Ich fragte: „Was steht denn auf dem Einkaufszettel?“
Und er sagte: „Zwei bequeme Frühlingsblousons zum Preis von einem.“
Da er schon über sechzig war, war es eigentlich überflüssig, ihn das zu fragen, aber ich tat es dann trotzdem: „Braune?“
„Ja, warum denn nicht braue? Und zwei Cordhosen nehme ich auch gleich mit dazu.“
„Zum Preis von einer?
„Natürlich.“
„Braune?“
„Ja, warum denn nicht? Hauptsache robust und strapazierfähig.“
Ich sagte: „Kauf dir doch mal was Gelbes! Gelb steht dir!“

Braun aber machte mich trübsinnig, und Cordhosen erst recht. Ich wollte ihn daher eigent­lich gar nicht dorthin bringen. Aber ich hatte einen langen Winter hinter mir, während dem ich wirklich viel geschlafen hatte, und die Frühjahrsmüdigkeit steckte mir noch tief in den Knochen, ich fühlte mich wie ein Braunbär, der nicht richtig in die Gänge kam. Da war es vielleicht ganz gut, wieder mal etwas zu unternehmen, das Knochenzeug zu bewegen. Außerdem lag dort oben an der Grenze auch der Klub Skandalös. Und für den hatte ich noch einen Konsumations-Gutschein von Dirty Willi in wirklich ansehnlicher Höhe übrig, den er mir mal zu einem früheren Geburtstag geschenkt hatte und den ich nun dringend einlösen musste, sonst würde er verfallen. Kann sein, dass die Ladys noch behaart waren, als er mir den geschenkt hatte! Aber ich kam einfach nicht dazu, ihn zu konsumieren.

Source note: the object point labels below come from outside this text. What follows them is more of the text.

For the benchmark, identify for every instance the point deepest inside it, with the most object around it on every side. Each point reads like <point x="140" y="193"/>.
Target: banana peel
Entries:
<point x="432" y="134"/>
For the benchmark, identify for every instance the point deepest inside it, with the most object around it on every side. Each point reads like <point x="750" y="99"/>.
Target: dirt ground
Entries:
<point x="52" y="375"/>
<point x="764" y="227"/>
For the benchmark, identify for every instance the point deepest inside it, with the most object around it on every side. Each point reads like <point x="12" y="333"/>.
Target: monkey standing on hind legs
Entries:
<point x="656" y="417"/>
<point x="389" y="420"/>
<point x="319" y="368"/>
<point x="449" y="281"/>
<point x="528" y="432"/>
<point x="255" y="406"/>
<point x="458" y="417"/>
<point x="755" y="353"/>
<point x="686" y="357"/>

Wir fuhren also in meinem Datsun 280ZX gemütlich dort hinauf, und aus dem Oldies-­but-Goldies-Sender hörten wir „In a gadda da vida“, als das frühlingshafte Sonnenlicht bei der Beifahrerseite hereinfiel – gerade, als ich mir Guttmann in seinem braunen Blouson und seiner braunen Cordhose noch mal etwas genauer anschaute, aus den Augenwinkeln heraus. Sein Kopf fiel dabei während der Fahrt immer wieder nach vorne, weil er selbst noch von der Frühjahrsmüdigkeit geplagt wurde und dauernd am Einschlafen war.

Dabei verrutschte sein Schal, den er im Frühling trug wie die Ladys ihre umgehängten Jäckchen, und ich sah eine dicke, rote, fette und wirklich ekelerregende Beule an seinem Nacken, zum Glänzen gebracht eben vom frühlingshaften Licht. Ich schlug hart gegen seine Schulter und sagte: „Verdammt, Gutti, was ist denn das für eine scheiß Beule da an deinem Nacken? Ist das Krebs?“ Ich wollte schon hinfassen und daran herumdrücken, aber da erschrak er und schrie mich an: „Finger weg!“, in einer Mischung aus Verzweiflung und Scham. Plötzlich machte ich mir echt Sorgen und sagte: „Was, wenn diese Beule platzt? Dann ist mein Wageninneres ganz versaut!

Oben an der Grenze angekommen, parkte ich vor dem Klub Skandalös und drehte den Motor ab. Gutti fragte, warum wir hier parkten und wo denn nun dieses Outlet sei, in dem er sich braunes Zeug kaufen wollte. Ich aber holte den Gutschein heraus und deutete auf das Neonschild mit der tanzenden Lady darauf, dabei sagte ich: „Scheiß jetzt mal auf das Outlet, Gutti. Ich hab da noch diesen Gutschein und lade dich auf die da oben ein. Kann ja sein, dass dir die Zeit davonläuft, das Teil da hinten an deinem Nacken sieht wirklich nicht gut aus.“ Er war gerührt und sagte: „Danke.“ Und nachdem wir ausgestiegen waren, fragte er noch: „Glaubst du wirklich, dass mir Gelb stehen könnte?“
„Und ob dir Gelb steht!“, sagte ich.